Geometric Method of Reconstructing Evolution Equations from Experimental Data (pp.373-400)
Authors: (E. Nikulchev, Moscow State University of Printing Arts, Moscow, Russia)
Abstract: One of the most important tasks in solving problems of control technical systems is the
evolutionary behavior formalization of the object. These models are required for the
formation control algorithms. The engineers operate only with the basic linear models,
leaving the solution of problems of regulation of nonlinear phenomena in industrial
controllers. As a result, there are actually functioning control systems that work not only
optimal, but, even in manual mode set up control processes.
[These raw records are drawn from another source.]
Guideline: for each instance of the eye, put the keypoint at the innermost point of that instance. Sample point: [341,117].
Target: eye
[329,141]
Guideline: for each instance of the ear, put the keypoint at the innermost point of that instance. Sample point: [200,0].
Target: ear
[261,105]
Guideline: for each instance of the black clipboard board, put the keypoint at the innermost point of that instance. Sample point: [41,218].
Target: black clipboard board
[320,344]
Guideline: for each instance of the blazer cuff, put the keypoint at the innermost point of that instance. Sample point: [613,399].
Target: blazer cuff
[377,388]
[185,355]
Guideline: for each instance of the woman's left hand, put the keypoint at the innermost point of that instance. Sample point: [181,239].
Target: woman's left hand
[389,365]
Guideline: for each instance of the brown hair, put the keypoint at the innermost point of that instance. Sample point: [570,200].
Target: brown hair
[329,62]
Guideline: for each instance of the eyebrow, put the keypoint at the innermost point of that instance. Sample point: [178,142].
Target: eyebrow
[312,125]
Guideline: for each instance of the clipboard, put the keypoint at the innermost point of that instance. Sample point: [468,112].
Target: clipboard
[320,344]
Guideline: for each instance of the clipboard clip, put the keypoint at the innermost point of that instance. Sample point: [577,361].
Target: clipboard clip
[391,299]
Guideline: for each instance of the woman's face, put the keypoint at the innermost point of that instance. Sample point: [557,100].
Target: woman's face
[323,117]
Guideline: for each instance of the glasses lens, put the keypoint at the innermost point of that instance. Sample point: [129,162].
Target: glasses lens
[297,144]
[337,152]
We can distinguish three classical approaches to modeling of nonlinear phenomena in
technical systems. The first is to use stochastic models; it is assumed that the nonlinear
oscillations are realization of a random process whose characteristics are to be found.
Obviously, in this case can not be rigorously justified assumptions, and assumptions that are
not explicitly probabilistic nature, and the observed behavior is possible for a whole class of
nonlinear objects. Assessing the adequacy of the construction of stochastic models is to test
the hypotheses match the original assumptions. The second approach - the construction of
models based on the physical properties of all occurring phenomena in technical systems and
the withdrawal of evolution equations. Despite the evidence of such a decision, it is almost
impossible for technical systems, since closed and structural complexity of structures defines
a knowledge-intensive and cumbersome nature of the physical simulation. Obtaining
necessary to control the evolution equations of the models is a separate complex challenge.
The third - for the use of an approach to modeling is to choose the kind of mathematical
model as an evolution equation and the subsequent identification of parameters or
nonparametric model identification. Model is considered adequate if the evaluation of the
adequacy of a given criterion, calculated as the residual model dependence of the
experimental data is within acceptable limit.